Although Bauhaus buildings may not be the same for everyone, there are some common traits of Bauhaus architectures:

  • Simple and functional design, minimal ornamentation
  • Use of basic geometric shapes such as triangles, squares and circles.
  • Asymmetry is preferred over symmetry
  • Smooth façades and clean lines
  • Modern materials like steel, glass, and concrete can be used in their natural state.
  • Flat roofs

Bauhaus Architecture: History

In 1919, Walter Gropius founded the Staatliches Bauhaus art school in Weimar (a central German city). Bauhaus is inverted hausbau, German for “house design”; the school trained many disciplines. However, Gropius chose the name Bauhaus to express his desire to revolutionize architecture and create a new German home that would mark a new period in German history.

Although Germany was an industrialized nation before World War I, it was a country that had seen rapid growth. To support the war effort, thousands of factories were set up. This changed the character of Germany’s cities and extended into the countryside. Gropius was aware of industrialization’s necessity, but he disliked its total neglect of art and absence of design. Gropius believed that war had caused a huge rift between the worlds of fine arts like painting, drawing and sculpture and the applied arts such as graphic design, furnishings design and architecture.

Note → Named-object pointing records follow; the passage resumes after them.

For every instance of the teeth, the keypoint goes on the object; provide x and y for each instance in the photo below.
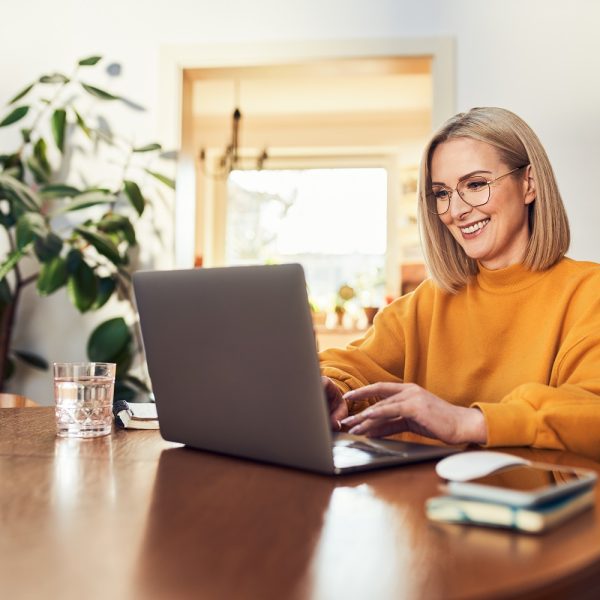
(473, 228)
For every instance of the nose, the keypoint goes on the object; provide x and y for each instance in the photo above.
(458, 207)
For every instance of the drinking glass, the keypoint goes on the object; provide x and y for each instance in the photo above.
(83, 393)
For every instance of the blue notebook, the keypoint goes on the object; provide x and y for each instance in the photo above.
(452, 509)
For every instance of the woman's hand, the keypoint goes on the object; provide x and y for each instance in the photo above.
(409, 407)
(338, 410)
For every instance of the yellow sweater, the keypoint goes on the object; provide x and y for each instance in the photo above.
(522, 346)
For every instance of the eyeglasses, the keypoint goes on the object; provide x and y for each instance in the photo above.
(475, 191)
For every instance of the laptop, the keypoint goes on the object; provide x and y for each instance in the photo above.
(233, 362)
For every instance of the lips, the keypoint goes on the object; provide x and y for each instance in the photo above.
(474, 227)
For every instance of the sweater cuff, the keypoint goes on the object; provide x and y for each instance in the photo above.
(508, 423)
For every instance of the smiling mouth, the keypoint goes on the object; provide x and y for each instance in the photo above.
(474, 227)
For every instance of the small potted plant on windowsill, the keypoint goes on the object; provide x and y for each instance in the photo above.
(344, 294)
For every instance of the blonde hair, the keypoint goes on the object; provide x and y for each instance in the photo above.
(517, 145)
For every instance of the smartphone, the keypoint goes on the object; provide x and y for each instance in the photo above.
(524, 485)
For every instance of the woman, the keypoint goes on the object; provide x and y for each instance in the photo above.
(501, 347)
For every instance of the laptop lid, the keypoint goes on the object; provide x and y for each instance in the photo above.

The school experienced many relocations, school buildings, and directors over the next 14-years. Its goals and tenants changed with each move. The Bauhaus school was founded on the principle of reintegrating art and industrialization.

Bauhaus moved from Weimar, Germany, to Dessau and then to Berlin before it was closed down by the Nazis in 1933. Over its 14-year history, three directors helmed the school. The first was Walter Gropius, then Hannes Meyer and finally Ludwig Mies van der Rohe, the father of Modernist architecture. Each director had a unique influence on the movement, and styles changed and evolved under their leadership. The Bauhaus school’s core principle was to unify art and industrialization.

Notable Bauhaus Buildings

Fagus Factory

Alfeld, Honover, Germany

Walter Gropius designed this factory in 1911, eight years before he found the Bauhaus school. Gropius designed the building to be used by workers. He lined the factory’s exterior with curtain walls made of glass that let in sunlight. These glass walls revolutionized architecture and engineering. Gropius replaced the factory’s exterior walls with reinforced concrete columns that supported it from the inside.

Haus am Horn

Weimar (Germany)

The Bauhaus school was once located in Weimar. This is a large city in central Germany. It houses one of the earliest examples of Bauhaus residential architecture. This rectangular, sleek home was designed by Georg Muche and is located on the Bauhaus-Universitat Weimar campus.

Bauhaus Dessau

Dessau, Germany

When Gropius decided to move the Bauhaus school out of the increasingly-conservative Weimar, he chose the industrial town of Dessau, which promised him a prime real estate and full funding to build a new modernist Bauhaus campus. He designed an asymmetrical building in 1925 that paid tribute to Dessau’s Junkers aircraft factory. When viewed from the top, the building appears like an aeroplane propeller (as it would in a Junkers biplane).